Cylindrical alkaline batteries: Pulsed vs. continuous discharge

We have a new paper out in The Journal of Power Sources, which is a collaboration with Energizer. We use high energy white beam tomography to study the distribution of ZnO in the anodes of cylindrical alkaline batteries. (These are AAA, but we also studied AA sizes.) The finding is that the distribution of ZnO is a strong function of how the battery was discharged. In the image below, batteries (d) and (e) were discharged to the same depth (295 mAh) at the same rate (21 mA).

Continuous discharge (e) matched what you expect from a computational battery model: relatively dense ZnO (pink) found mostly near the separator, around the anode’s circumference. However, if the discharge was pulsed (d), the ZnO had a very low density (blue) and was mostly in large clumps in the anode interior. Since most primary batteries are used in an intermittent or pulsed manner, understanding how this affects where the resistive ZnO is located is important for getting more capacity out of the cells. We found that varying the ZnO density helps reconcile computational models with experimental results.

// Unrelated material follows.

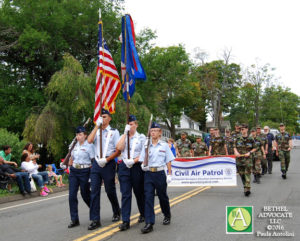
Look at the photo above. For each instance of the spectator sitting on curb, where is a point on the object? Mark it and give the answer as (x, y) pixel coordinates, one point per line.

PhD student Dom Guida came up with a custom segmentation method to analyze these data. All the details are in the paper and the supplemental info. This tomography was special because the resolution was good (a little less than 3 microns) with a quite large field of view, letting us use unaltered AA and AAA cells and record the entire battery diameter.

Current distributions in solid-state batteries

Lithiation Gradients and Tortuosity Factors in Thick NMC111-Argyrodite Solid-State Cathodes” Our new work in ACS Energy Letters. Spatial Li gradients change a lot in all-solid-state batteries with NMC loading.

By matching operando synchrotron diffraction data to a computational battery model, we back out the electrode tortuosity factor. In these cells it ranges from 7-25 (much larger than the 2-4 in typical Li-ion cell with liquid electrolyte).

Space-filling shapes in composite solid electrolyte (CSE) batteries

We have a new paper in The Journal of Physical Chemistry C, written by Dr. Bebi Patil. It deals with composite solid electrolytes (CSEs) based on (1) a Li-conducting filler (LATP) in (2) a polymer matrix (PEO + LiTFSI). This work demonstrates that engineering fillers to have space-filling shapes has a profound positive impact on conductivity of the resulting CSE. Our approach was to engineer a micron-scale filler with a hollow-sphere morphology (shown below) because hollow spheres fill space efficiently and shift agglomeration to the level of the secondary particles. Also the hollow spheres are porous and have both an inner and outer surface.

With CSEs, it is of paramount importance for the ceramic filler to present maximum surface area to the polymer matrix. This is typically done by exploiting the high surface area to volume ratio of nanomaterials. To achieve a percolated Li-conducting interphase across the electrolyte, many groups have engineered fillers in a nanofiber or nanorod morphology. However, our micron-scale hollow sphere material performed as well as or better than nanoscale materials. It had a near-record room temperature conductivity (1.64 × 10-4 S/cm) for a PEO/LATP-based CSE. (This is a good start, but conductivity still needs to be higher for CSEs to be widely used in battery products.)

Li metal batteries based on CSEs are desired because polymer processing would be simpler to integrate into battery manufacturing than the high temperature methods required for ceramic solid electrolytes. Also, polymers make good interfaces with battery active materials. The challenge is that their Li conductivities are generally much lower than other solid electrolytes (like sulfides or garnets). Including a filler material improves the conductivity. There are several reasons for this, some of which are not completely understood.

Northeastern student Marisol Chang Zapata designed us a wonderful cover image!